— Это как раз и хорошо, — сказал он. — Им треба мозги трошки передвинуть. Обязательно придумайте речь, товарищ землемер. С вас мы и начнем. Вот покушайте хлебца — все, что достал.
В ознобе от пробуждения и утреннего холода я с тоской поглядывал на большой ломоть серого хлеба, на тусклую, неохотно светлеющую степь. Ночное возбуждение прошло. Белые ватные дымки, поднимающиеся над хуторскими крышами, напоминали лишь о том, что в той хуторской, чужой недружелюбной жизни нам места нет… Лемеш продолжал сообщать сведения, добытые им за ночь: на сход хуторян прибудет святой Илья — отец Иннокентий…
Наша подвода въехала на поляну, где ожидался сход, одновременно с тачанкой Иннокентия. Беспородные кобылки равнодушно свернули с дороги, когда с другой стороны ворвалась на поляну тройка вороных, гривастых, тучных коней. Чернобородый Иннокентий, бывший кузнец, потом монах и расстрига, стоял в тачанке во весь рост, поворачиваясь направо и налево, благословляя сбегающихся к нему хуторян. Из дверей, распахивающихся навстречу проповеднику, несся, раздражая наши ноздри, запах теплых оладий и борща.

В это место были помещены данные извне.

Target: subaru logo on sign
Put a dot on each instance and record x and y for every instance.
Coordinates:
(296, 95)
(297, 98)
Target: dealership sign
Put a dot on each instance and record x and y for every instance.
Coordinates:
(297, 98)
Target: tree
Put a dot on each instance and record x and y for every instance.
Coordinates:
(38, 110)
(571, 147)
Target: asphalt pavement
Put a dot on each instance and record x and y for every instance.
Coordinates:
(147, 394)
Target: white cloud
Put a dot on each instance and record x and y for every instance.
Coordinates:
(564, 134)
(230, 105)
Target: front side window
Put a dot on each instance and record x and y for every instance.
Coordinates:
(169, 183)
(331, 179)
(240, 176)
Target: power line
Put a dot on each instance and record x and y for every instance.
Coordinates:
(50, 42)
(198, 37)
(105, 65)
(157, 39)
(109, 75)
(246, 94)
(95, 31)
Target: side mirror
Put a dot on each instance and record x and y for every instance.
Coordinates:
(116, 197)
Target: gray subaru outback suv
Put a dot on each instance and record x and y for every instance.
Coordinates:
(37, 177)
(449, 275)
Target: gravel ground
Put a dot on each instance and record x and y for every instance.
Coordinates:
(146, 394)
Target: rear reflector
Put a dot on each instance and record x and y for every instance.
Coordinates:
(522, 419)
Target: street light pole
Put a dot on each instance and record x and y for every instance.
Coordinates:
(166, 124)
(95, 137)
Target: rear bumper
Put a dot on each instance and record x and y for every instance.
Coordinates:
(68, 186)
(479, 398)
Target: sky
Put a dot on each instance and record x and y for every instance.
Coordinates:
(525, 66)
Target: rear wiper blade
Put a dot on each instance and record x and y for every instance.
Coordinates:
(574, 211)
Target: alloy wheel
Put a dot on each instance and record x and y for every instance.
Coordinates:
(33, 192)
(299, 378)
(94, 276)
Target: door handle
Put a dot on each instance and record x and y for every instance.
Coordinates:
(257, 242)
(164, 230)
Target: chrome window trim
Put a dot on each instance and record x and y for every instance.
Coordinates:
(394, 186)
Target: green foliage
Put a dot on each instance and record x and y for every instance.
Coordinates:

Может быть, для того чтобы уравновесить впечатление от двух въездов, впечатление, невыгодное для нас, Сарыч вдруг выстрелил из винтовки в воздух. Хуторяне, обступившие было нашу подводу, отпрянули; толпа, бегущая за Иннокентием, рассеялась по поляне.
Тачанка, казалось, налетит на нас, но возница с ходу остановил коней, и тяжеловесный отец Иннокентий, покачнувшись, воздел к небу руки.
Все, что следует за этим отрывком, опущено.